Перед ним стоял юноша. Он так походил на человека. На самого прекрасного из всех мужчин. Его ресницы вспорхнули, пыльца с них осыпалась. Сейчас на Уинтропа взирали огромные красно-желтые глаза, напоминающие узор на крыльях бабочек павлиноглазок. Они манили и пугали одновременно. Под красным плащом затаились крылья. Только это отличало Ио от нас, людей. Но Уинтроп бы и не желал, чтобы тот был человеком. Он любил его именно за это.
– Ио, а нам что за дело до Милтонов? Не будет ли лучше, если отец самолично почтит визитом столь благородное семейство?

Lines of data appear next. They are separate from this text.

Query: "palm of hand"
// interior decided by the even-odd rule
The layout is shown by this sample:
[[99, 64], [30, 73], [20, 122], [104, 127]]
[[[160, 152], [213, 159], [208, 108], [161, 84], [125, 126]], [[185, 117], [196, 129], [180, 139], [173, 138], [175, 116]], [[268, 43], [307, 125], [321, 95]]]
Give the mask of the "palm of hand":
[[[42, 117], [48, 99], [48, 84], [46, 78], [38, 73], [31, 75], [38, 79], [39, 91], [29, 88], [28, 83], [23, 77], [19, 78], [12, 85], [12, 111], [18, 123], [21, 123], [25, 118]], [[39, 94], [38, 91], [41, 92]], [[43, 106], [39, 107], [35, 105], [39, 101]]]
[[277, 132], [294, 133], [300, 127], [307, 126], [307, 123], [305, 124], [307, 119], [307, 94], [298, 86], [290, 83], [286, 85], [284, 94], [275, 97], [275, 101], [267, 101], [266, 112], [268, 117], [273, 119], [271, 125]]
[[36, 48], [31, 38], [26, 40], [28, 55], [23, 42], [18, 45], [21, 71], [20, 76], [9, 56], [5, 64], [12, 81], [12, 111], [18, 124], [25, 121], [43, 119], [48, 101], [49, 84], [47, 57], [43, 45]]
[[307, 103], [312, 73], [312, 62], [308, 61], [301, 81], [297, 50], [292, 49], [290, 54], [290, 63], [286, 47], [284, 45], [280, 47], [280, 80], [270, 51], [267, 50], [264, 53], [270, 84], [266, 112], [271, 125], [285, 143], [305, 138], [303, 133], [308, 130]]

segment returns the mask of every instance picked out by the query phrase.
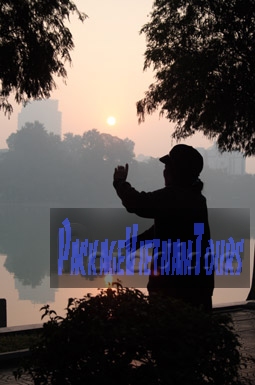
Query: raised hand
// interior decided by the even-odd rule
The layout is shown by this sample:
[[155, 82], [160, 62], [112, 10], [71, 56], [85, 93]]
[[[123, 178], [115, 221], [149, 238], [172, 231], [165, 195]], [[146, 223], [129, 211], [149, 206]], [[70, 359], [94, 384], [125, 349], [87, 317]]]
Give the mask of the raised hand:
[[113, 180], [125, 181], [127, 179], [127, 175], [128, 175], [128, 164], [126, 163], [125, 166], [117, 166], [115, 168], [114, 174], [113, 174]]

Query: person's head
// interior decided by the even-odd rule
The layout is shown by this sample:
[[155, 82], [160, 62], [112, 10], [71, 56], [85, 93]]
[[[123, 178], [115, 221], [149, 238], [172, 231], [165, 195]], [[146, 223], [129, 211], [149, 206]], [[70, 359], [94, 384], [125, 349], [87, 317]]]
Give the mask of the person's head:
[[177, 144], [169, 154], [159, 159], [165, 164], [166, 186], [175, 183], [180, 186], [192, 185], [203, 169], [202, 155], [192, 146]]

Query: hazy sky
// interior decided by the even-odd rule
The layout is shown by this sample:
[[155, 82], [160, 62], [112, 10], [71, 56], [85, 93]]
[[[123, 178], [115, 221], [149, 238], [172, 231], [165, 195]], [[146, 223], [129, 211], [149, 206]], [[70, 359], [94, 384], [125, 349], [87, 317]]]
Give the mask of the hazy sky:
[[[143, 72], [145, 36], [141, 27], [148, 21], [153, 0], [76, 0], [78, 8], [89, 18], [81, 23], [73, 17], [70, 29], [75, 49], [72, 66], [66, 66], [66, 85], [58, 80], [52, 93], [59, 100], [62, 132], [82, 134], [92, 128], [100, 132], [133, 140], [136, 154], [161, 156], [175, 144], [171, 139], [173, 125], [160, 118], [158, 112], [138, 125], [136, 102], [143, 98], [153, 82], [152, 71]], [[185, 92], [185, 90], [184, 90]], [[0, 148], [17, 130], [17, 114], [21, 106], [13, 104], [8, 120], [0, 113]], [[114, 116], [116, 125], [109, 126], [107, 117]], [[202, 135], [186, 140], [187, 144], [209, 147]], [[247, 171], [255, 173], [254, 157], [247, 161]]]

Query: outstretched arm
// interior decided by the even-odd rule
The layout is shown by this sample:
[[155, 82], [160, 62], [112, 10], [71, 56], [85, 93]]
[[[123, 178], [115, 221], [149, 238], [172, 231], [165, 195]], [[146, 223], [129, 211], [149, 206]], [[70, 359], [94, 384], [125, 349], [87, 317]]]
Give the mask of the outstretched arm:
[[113, 174], [113, 182], [125, 182], [128, 176], [128, 164], [124, 166], [117, 166]]

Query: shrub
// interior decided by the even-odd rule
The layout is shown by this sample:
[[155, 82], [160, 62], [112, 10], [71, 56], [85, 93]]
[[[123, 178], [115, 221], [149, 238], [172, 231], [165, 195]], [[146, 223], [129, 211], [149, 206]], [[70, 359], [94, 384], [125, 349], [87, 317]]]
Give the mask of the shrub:
[[23, 371], [35, 384], [241, 385], [231, 317], [119, 287], [42, 308], [40, 341]]

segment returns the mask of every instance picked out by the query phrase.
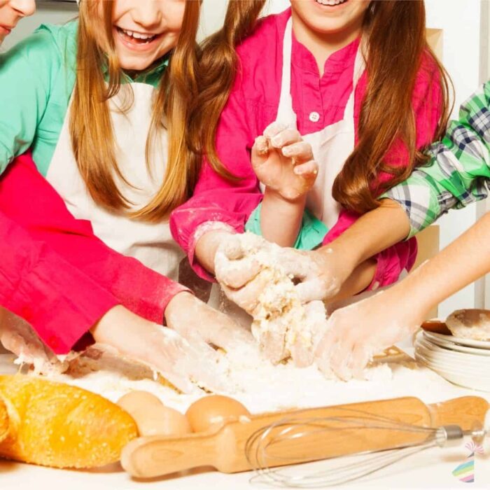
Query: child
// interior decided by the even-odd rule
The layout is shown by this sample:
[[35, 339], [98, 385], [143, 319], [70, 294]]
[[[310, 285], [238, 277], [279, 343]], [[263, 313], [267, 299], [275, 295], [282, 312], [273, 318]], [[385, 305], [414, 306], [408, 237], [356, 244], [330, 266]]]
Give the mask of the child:
[[[186, 90], [192, 89], [192, 73], [186, 70], [195, 55], [200, 6], [193, 1], [166, 4], [83, 1], [80, 25], [70, 22], [61, 27], [45, 26], [1, 56], [0, 104], [6, 108], [2, 114], [8, 114], [8, 119], [0, 121], [0, 168], [4, 169], [15, 157], [31, 148], [38, 169], [76, 217], [83, 218], [74, 228], [65, 229], [59, 243], [67, 246], [69, 234], [83, 230], [83, 223], [90, 220], [96, 234], [107, 244], [175, 276], [179, 252], [162, 220], [188, 192], [188, 167], [181, 168], [175, 155], [183, 144], [181, 127], [188, 95]], [[93, 104], [97, 99], [101, 103]], [[161, 118], [164, 108], [169, 130], [180, 135], [171, 140], [164, 180], [162, 166], [158, 164], [167, 160], [167, 130]], [[163, 185], [158, 188], [160, 181]], [[19, 190], [9, 189], [13, 192]], [[48, 199], [52, 199], [51, 188], [46, 192]], [[18, 202], [18, 199], [14, 202]], [[52, 208], [36, 209], [33, 214], [49, 213], [57, 206], [59, 210], [55, 203]], [[25, 202], [23, 206], [25, 214]], [[4, 207], [9, 208], [8, 203]], [[13, 212], [11, 202], [9, 209]], [[56, 224], [59, 225], [66, 216], [57, 216], [60, 220]], [[20, 216], [18, 214], [15, 218]], [[150, 223], [152, 220], [155, 223]], [[66, 218], [66, 223], [69, 221]], [[88, 238], [90, 231], [85, 225], [82, 234]], [[79, 240], [77, 251], [81, 255], [85, 251], [80, 243], [90, 244], [90, 258], [97, 254], [99, 259], [104, 257], [104, 262], [92, 264], [87, 263], [85, 258], [82, 272], [97, 276], [94, 270], [105, 268], [106, 283], [115, 282], [120, 293], [120, 288], [125, 288], [127, 297], [132, 279], [136, 285], [146, 285], [143, 290], [151, 295], [144, 297], [142, 302], [156, 305], [151, 315], [158, 316], [156, 321], [160, 324], [164, 313], [167, 324], [192, 337], [194, 344], [210, 341], [220, 344], [243, 338], [241, 332], [234, 331], [232, 322], [199, 302], [183, 286], [143, 267], [134, 259], [122, 261], [118, 254], [103, 250], [96, 241]], [[69, 261], [76, 262], [73, 253]], [[52, 274], [56, 274], [55, 270]], [[88, 297], [90, 282], [93, 281], [86, 282], [83, 290]], [[121, 295], [124, 294], [123, 291]], [[107, 295], [114, 301], [111, 291]], [[134, 305], [132, 309], [137, 309]], [[189, 377], [202, 379], [201, 374], [210, 386], [220, 384], [212, 379], [206, 365], [206, 357], [213, 355], [210, 348], [198, 354], [168, 329], [125, 308], [116, 307], [110, 312], [107, 321], [91, 329], [98, 342], [112, 344], [122, 354], [155, 366], [182, 389], [190, 388]], [[55, 317], [57, 313], [44, 312], [46, 318]], [[199, 318], [202, 325], [197, 331], [190, 331], [196, 323], [190, 321], [193, 317]], [[68, 323], [63, 328], [53, 327], [55, 331], [46, 330], [39, 329], [38, 333], [57, 354], [64, 354], [88, 326], [86, 321]], [[227, 335], [222, 335], [227, 330]], [[196, 340], [200, 335], [202, 340]], [[196, 358], [200, 360], [197, 364]]]
[[[207, 162], [171, 226], [208, 279], [218, 246], [247, 220], [281, 245], [295, 239], [312, 248], [337, 237], [425, 161], [421, 150], [445, 126], [447, 83], [426, 42], [423, 1], [292, 0], [255, 25], [262, 5], [232, 2], [223, 31], [204, 48], [209, 75], [194, 118], [206, 120], [202, 148], [192, 130], [190, 139]], [[235, 55], [230, 47], [239, 42]], [[305, 205], [312, 215], [303, 215]], [[312, 268], [326, 260], [326, 248], [310, 253]], [[373, 258], [368, 252], [342, 284], [322, 292], [350, 296], [392, 284], [416, 251], [409, 241]], [[235, 288], [253, 288], [251, 272], [243, 272]]]
[[[459, 119], [430, 148], [430, 164], [418, 169], [390, 190], [407, 211], [412, 236], [443, 213], [488, 196], [490, 179], [490, 82], [462, 106]], [[373, 211], [366, 215], [372, 215]], [[392, 221], [393, 222], [393, 221]], [[383, 232], [383, 230], [382, 230]], [[384, 230], [387, 238], [390, 230]], [[407, 234], [406, 233], [406, 234]], [[361, 371], [372, 354], [410, 336], [431, 308], [490, 272], [490, 215], [392, 288], [334, 313], [319, 344], [321, 366], [331, 365], [344, 379]], [[360, 323], [356, 319], [363, 318]]]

Тот покачал головой, отчего чешуйки с его белоснежных волос и бровей полетели в разные стороны. Ио стоял в кругу пестрого света от витражного окна. А Ван'e показалось, будто того окружала вовсе не пыль, а сверкающие звезды.
– Взгляни сам, – Ио протянул ренвуару письмо.
– Оно адресовано отцу, а не нам. Когда ты вообще успел получить его?
– Профессор нашел меня и попросил заняться этим.
– Он был тут? Странно. Почему тогда не присоединился к службе?
– Мне показалось, он очень спешил.
– И кто на этот раз? – вздохнул ренвуар. – Очередная служанка?
– Ты не дочитал?
– Нет, только первую строку. Достаточно, что оно от Милтонов и не для меня, – Уинтроп сложил письмо пополам и вернул его Ио.
– Эклюзия произошла у дочери покойного лорда Милтона и леди Милтон. У Эдит.
Ван'e присвистнул, а затем добавил:
– Тогда точно нам там делать нечего.
– Ты знаешь своего отца лучше, чем я, – парировал Ио. – Значит у него нет времени на Милтонов. И, в конечном счете, нам ведь тоже стоит расти… Развиваться. Нельзя же быть вечными практикантами… Тут сказано “профессор Ван'e”, никаких уточнений.
– Не просто “профессор Ван'e”, – вставил Уинтроп. – а “дорогой профессор Ван'e”!
– Хорошо,
– Правда я еще им не стал.
– И не станешь, если будешь отказываться.
– Я бы предпочел провести день иначе, но вынужден согласиться, иначе ты меня не оставишь в покое. И Милтоны, наверняка. Ничего не поделаешь…
– Мы не можем его подвести. Работа есть работа. Тем более это промысел Единства.